The Malibu is fitted with a variety of high-tech connectivity features, including OnStar and Bluetooth. Confirm both are working properly, pairing your phone and placing a call to confirm proper operation, and accessing the OnStar via the blue button. Ask the OnStar advisor to confirm that they can ‘ping’ the car via GPS. If unable, the integrated GPS module may need to be replaced. Bad GPS modules are relatively uncommon, but worth checking into.
Here’s a lengthy discussion about premature wheel-bearing failure at low miles, which seems common enough to warrant investigation. Have a mechanic assess the condition of the wheel bearings on the Malibu you’re considering, especially if a drone or roar-like sound is detected at highway speeds. In most cases, owners have been successful at having worn wheel bearings replaced under warranty.
If the used Malibu you’re considering has a leather interior, inspect all leather panels for signs or ripping, cracking or wear, calling any you note into pricing negotiations. Regular use of a leather cleaner or conditioner on the seats is also advised. Here’s some more information.
On models with the AutoStop system, issues with slow restarting, or momentary power accessory loss upon engine restart, have been reported by some owners. If you detect these issues on a test-drive, or later during ownership, note that many owners have had the issues remedied with replacement battery cables.

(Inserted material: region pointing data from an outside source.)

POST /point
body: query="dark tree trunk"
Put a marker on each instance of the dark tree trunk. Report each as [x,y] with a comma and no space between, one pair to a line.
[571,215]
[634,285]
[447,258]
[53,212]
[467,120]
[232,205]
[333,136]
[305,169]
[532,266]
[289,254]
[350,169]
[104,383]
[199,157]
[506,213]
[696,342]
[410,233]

Here’s another discussion relating to modern engines consuming oil, in which owners debate how much oil consumption is considered normal. Some owners of Malibu models with the turbo engine report excessive oil consumption, and others report none at all. To some degree, oil consumption in a modern, high-efficiency engine is considered normal—though shoppers are advised to check the oil level on a test-drive, and monitor it religiously during ownership, noting any excessive consumption and having it documented by their dealer service advisor for possible future warranty claims. Note that part of the issue may relate to oil blowing past turbo seals, a normal characteristic of turbocharged engines, though not in excessive amounts. Have a GM mechanic check the charge pipes on the turbo engine for signs of excessive oil. Any turbo engine will coat its charge-pipes with a film of oil, though pooling is typically considered an issue.
Other possible issues include latch-related rattles from the rear seats over bumps, freezing and crashing of the MyLink infotainment system (more reading here) and the presence of a coolant smell (sweet, sugary and slightly burned) detected in the car. The latter issue may be the result of a leaky heater core, or a bad thermostat, and should be investigated ahead of purchase.
Finally, note that a notchiness, lumpiness or sticking sensation from the steering is likely caused by a bad or dying battery, though any detected issues related to steering feel or operation should be checked out by a mechanic.
Note that Malibu was affected by a lengthy list of recalls, which should be addressed by your local Chevrolet service centre.
Malibu seems to be a much-loved family sedan where comfort, practicality and value are concerned—and most of the likely issues shoppers may face should be easy to spot on a test-drive, and easy for a mechanic to address.